I cried when I realized I was going to miss Jordi Savall’s musical history of Venice at Carnegie Hall. Sometimes, while walking to work, I curse the sidewalks for being too narrow.

But I love Jerusalem’s quirkiness. I love that it has concerts dedicated to the soundtrack of avant-garde documentaries about Tel Aviv street cats, and Arabic-Hebrew jam sessions. I love the people of Jerusalem, from all walks of life, who choose to become a part of this city’s 2,000 years of history.

That's why I was so excited when I saw that there's a series of screenings of “Love Actually”, accompanied by live orchestra music, across the UK this December.

No, it’s not the sight of Hugh Grant’s baby blue eyes, or the incredibly corny airport scene, that has me excited.

You see, this series of screenings is a vindication of my decision to move to Jerusalem!

During the Jerusalem Film Festival, Salamanca put on a screening of “The Dybuk”, a 1930s Yiddish horror film, accompanied by a live orchestra, in Hansen House – a former lepers’ hospital.
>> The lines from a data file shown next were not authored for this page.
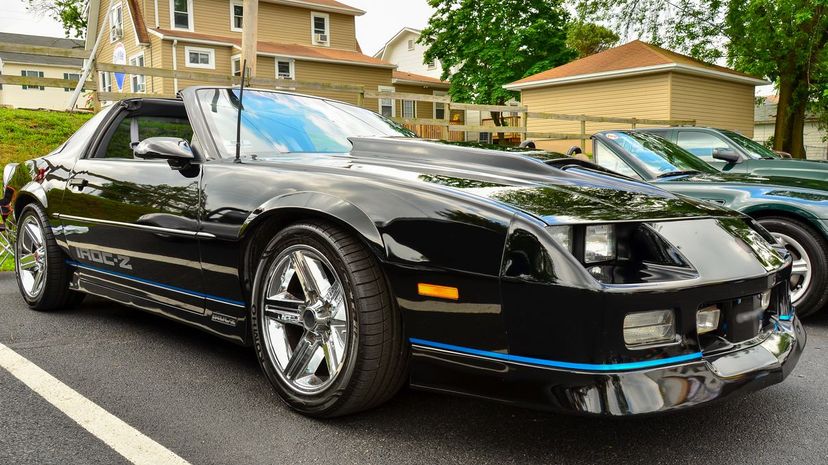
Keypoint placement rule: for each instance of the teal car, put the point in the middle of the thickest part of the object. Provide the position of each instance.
(793, 210)
(732, 152)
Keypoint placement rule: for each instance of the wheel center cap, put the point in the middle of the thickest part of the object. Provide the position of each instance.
(309, 319)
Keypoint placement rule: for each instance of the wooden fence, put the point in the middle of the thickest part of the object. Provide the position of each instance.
(427, 128)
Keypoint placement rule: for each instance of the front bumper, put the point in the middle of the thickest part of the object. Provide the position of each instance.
(749, 366)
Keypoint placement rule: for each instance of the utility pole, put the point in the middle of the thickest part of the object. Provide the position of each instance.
(250, 15)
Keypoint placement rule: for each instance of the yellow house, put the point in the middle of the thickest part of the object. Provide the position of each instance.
(306, 40)
(638, 80)
(24, 64)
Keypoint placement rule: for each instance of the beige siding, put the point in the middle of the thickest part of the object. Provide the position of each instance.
(633, 97)
(369, 77)
(713, 102)
(277, 23)
(424, 109)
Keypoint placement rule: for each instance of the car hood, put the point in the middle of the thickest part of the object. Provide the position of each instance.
(816, 186)
(518, 181)
(810, 169)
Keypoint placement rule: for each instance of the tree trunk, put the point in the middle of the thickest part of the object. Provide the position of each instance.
(789, 130)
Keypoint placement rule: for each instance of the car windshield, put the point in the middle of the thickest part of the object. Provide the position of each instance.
(275, 123)
(660, 157)
(754, 149)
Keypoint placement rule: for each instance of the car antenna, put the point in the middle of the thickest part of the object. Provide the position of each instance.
(238, 121)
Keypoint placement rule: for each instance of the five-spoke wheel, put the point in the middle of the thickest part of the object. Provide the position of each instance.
(324, 325)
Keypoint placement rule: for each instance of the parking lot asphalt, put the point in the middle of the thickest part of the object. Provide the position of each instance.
(206, 400)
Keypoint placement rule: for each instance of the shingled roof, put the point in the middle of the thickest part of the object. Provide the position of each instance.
(41, 41)
(635, 57)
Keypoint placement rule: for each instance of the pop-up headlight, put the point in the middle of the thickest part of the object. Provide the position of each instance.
(599, 243)
(562, 235)
(648, 328)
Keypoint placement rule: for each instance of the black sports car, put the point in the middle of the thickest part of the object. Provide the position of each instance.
(355, 258)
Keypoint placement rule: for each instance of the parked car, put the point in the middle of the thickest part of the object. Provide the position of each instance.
(732, 152)
(355, 258)
(794, 210)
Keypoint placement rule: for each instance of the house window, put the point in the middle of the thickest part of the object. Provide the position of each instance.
(181, 14)
(27, 73)
(73, 77)
(138, 81)
(409, 109)
(320, 28)
(116, 23)
(386, 105)
(106, 82)
(236, 14)
(235, 65)
(284, 68)
(200, 57)
(439, 108)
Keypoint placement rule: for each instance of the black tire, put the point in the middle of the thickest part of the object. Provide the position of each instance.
(816, 296)
(55, 293)
(376, 356)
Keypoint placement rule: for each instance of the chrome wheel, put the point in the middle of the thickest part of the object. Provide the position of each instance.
(305, 319)
(31, 257)
(801, 272)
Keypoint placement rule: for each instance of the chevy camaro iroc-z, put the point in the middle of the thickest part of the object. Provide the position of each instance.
(355, 258)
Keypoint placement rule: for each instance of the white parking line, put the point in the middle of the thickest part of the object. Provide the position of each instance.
(122, 438)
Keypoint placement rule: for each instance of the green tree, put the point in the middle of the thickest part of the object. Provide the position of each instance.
(68, 12)
(783, 40)
(589, 38)
(484, 44)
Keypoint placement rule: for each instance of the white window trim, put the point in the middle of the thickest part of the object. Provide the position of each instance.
(131, 82)
(190, 17)
(414, 109)
(327, 17)
(393, 102)
(233, 60)
(292, 62)
(438, 93)
(233, 4)
(112, 8)
(105, 82)
(209, 51)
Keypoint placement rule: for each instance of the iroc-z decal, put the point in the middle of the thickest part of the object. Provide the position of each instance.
(104, 258)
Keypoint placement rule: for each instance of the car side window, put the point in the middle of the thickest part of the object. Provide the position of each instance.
(608, 159)
(700, 144)
(134, 129)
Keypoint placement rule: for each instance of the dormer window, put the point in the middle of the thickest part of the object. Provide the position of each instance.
(116, 23)
(181, 14)
(320, 29)
(236, 15)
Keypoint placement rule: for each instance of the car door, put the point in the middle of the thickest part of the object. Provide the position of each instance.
(702, 144)
(131, 224)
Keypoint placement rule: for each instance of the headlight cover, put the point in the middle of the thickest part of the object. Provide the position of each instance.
(599, 243)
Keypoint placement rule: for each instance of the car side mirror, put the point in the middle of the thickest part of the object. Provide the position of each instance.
(176, 151)
(728, 155)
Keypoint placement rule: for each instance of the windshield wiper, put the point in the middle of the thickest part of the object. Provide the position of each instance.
(678, 173)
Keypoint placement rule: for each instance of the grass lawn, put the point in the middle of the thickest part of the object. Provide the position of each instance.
(26, 134)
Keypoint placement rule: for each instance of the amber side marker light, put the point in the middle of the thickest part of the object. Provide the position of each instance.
(433, 290)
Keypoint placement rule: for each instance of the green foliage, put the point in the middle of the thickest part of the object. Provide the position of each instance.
(489, 43)
(783, 40)
(68, 12)
(589, 38)
(26, 134)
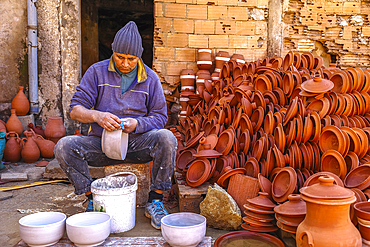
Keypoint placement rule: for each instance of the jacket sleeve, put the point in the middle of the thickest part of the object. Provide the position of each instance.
(87, 91)
(157, 109)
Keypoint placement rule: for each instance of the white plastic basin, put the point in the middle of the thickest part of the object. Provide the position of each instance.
(42, 229)
(88, 229)
(183, 229)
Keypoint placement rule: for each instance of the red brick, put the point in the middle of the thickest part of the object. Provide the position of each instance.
(175, 10)
(366, 31)
(158, 10)
(185, 54)
(163, 24)
(245, 28)
(174, 68)
(351, 7)
(183, 26)
(238, 41)
(198, 12)
(225, 27)
(237, 13)
(186, 1)
(218, 41)
(198, 41)
(164, 53)
(217, 12)
(177, 40)
(204, 27)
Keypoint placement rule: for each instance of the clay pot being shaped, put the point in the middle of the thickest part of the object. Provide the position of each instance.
(13, 123)
(30, 151)
(46, 146)
(20, 103)
(328, 205)
(13, 147)
(54, 129)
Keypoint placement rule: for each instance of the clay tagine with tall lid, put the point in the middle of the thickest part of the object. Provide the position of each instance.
(327, 221)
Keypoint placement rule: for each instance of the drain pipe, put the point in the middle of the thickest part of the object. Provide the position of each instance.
(32, 56)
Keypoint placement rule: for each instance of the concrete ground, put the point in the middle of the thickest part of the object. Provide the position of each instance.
(56, 197)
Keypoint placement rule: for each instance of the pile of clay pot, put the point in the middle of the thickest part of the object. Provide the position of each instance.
(38, 143)
(286, 121)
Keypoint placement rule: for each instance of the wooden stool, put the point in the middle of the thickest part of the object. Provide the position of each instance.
(142, 172)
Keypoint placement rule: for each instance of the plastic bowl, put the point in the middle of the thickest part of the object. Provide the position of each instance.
(88, 229)
(42, 229)
(183, 229)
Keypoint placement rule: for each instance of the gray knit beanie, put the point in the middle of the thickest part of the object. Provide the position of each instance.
(128, 40)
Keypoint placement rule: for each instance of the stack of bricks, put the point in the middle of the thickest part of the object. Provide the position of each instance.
(183, 26)
(342, 27)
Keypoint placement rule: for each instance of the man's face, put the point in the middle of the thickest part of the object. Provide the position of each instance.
(124, 62)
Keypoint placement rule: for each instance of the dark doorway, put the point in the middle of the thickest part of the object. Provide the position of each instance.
(101, 19)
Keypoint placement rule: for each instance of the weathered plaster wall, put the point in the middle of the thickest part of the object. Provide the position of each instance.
(13, 47)
(70, 46)
(50, 73)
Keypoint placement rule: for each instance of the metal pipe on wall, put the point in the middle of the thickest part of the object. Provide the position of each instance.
(32, 56)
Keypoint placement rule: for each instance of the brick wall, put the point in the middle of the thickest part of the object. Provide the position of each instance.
(337, 27)
(183, 26)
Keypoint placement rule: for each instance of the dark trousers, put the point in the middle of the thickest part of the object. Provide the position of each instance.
(75, 153)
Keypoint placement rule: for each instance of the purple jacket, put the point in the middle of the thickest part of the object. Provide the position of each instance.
(100, 89)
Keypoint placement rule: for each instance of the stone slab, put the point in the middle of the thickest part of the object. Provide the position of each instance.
(142, 173)
(14, 176)
(128, 242)
(53, 171)
(5, 195)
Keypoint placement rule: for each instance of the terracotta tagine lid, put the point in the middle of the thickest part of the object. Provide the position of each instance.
(295, 207)
(223, 181)
(317, 85)
(333, 161)
(358, 178)
(262, 201)
(207, 152)
(314, 179)
(327, 191)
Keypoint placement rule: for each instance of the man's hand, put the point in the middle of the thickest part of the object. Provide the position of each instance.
(108, 120)
(130, 124)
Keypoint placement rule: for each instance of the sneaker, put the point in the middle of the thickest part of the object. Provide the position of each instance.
(90, 206)
(155, 211)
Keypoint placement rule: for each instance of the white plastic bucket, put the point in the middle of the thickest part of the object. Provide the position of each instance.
(110, 195)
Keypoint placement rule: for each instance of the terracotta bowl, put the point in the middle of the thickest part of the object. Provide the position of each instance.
(242, 238)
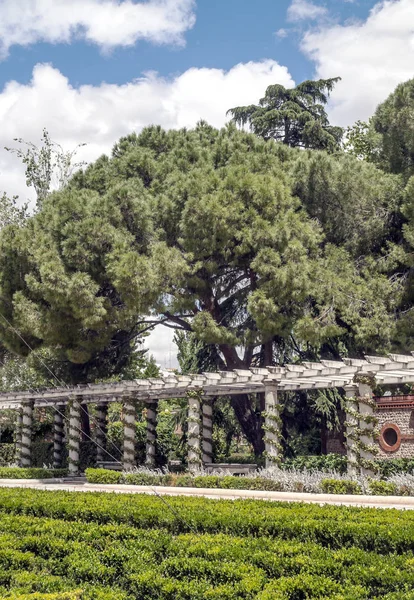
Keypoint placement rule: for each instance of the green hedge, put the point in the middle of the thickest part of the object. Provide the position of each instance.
(76, 595)
(31, 473)
(327, 462)
(91, 546)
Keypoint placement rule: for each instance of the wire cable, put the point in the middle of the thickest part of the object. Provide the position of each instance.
(152, 488)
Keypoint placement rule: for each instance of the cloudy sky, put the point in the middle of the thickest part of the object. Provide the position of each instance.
(93, 70)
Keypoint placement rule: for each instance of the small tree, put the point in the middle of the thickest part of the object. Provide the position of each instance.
(295, 117)
(48, 166)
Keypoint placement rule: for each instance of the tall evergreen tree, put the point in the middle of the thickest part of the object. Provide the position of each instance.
(296, 117)
(201, 229)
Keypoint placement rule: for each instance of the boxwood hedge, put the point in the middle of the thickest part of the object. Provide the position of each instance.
(83, 546)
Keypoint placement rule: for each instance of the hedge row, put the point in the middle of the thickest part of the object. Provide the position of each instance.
(334, 527)
(31, 473)
(112, 547)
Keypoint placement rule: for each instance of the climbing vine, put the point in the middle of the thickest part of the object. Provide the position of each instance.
(360, 425)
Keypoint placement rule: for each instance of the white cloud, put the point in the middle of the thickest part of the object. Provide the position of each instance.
(107, 23)
(301, 10)
(99, 115)
(281, 33)
(372, 57)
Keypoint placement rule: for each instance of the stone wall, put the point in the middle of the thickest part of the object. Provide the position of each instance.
(404, 419)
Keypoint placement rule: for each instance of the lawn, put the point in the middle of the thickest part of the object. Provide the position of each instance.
(107, 547)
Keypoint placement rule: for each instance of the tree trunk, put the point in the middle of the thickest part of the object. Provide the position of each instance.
(85, 423)
(250, 421)
(249, 417)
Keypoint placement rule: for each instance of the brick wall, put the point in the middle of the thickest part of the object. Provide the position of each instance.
(404, 418)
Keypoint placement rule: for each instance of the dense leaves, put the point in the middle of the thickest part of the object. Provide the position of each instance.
(296, 117)
(105, 547)
(252, 247)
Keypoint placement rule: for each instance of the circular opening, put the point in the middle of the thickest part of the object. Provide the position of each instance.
(390, 436)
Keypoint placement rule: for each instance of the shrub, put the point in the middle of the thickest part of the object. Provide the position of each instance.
(104, 476)
(328, 462)
(31, 473)
(382, 488)
(340, 486)
(76, 595)
(7, 454)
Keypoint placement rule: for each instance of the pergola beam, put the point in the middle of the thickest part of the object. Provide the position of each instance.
(391, 369)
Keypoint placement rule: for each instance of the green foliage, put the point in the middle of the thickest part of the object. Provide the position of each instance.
(382, 488)
(353, 200)
(340, 486)
(114, 547)
(11, 213)
(327, 462)
(362, 141)
(31, 473)
(295, 117)
(104, 476)
(46, 166)
(393, 123)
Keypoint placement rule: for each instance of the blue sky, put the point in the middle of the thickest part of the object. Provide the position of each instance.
(91, 71)
(225, 33)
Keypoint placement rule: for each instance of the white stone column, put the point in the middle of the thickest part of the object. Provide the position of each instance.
(26, 440)
(151, 434)
(207, 430)
(101, 431)
(58, 425)
(129, 420)
(74, 435)
(351, 391)
(367, 412)
(18, 435)
(272, 426)
(194, 450)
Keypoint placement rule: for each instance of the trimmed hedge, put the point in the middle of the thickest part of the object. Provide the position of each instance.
(76, 595)
(326, 462)
(31, 473)
(91, 546)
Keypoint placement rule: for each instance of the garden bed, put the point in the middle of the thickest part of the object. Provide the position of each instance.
(115, 547)
(271, 480)
(31, 473)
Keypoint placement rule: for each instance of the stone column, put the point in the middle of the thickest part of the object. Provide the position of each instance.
(366, 425)
(207, 430)
(151, 433)
(26, 440)
(58, 425)
(101, 431)
(351, 391)
(194, 451)
(18, 435)
(74, 435)
(129, 419)
(272, 426)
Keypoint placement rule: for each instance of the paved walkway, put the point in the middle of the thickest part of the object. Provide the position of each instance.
(80, 485)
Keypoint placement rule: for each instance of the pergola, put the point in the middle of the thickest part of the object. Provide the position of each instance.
(349, 374)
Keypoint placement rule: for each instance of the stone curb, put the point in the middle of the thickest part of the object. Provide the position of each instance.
(81, 486)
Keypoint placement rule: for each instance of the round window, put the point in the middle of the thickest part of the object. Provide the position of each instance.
(390, 438)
And, putting on a screening of a 1930s horror movie in a language nearly decimated by genocide in a former lepers’ hospital is way cooler than putting on a contemporary B-class comedy in the language of Western imperialism in a movie theater.

So Jerusalem already did it, but better!

This is a contemporary example of the famous saying, “Wisdom will come forth for Jerusalem”.

So, to my New York friend who smirked at me over coffee:

Just remember: The Western Wall is older than the Temple of Dendur – I think.

To all my readers: Wishing you a shana tova – a year full of love, art, and happiness, no matter where you are, with just the right amount of smirking, lots of friendship, and too much coffee.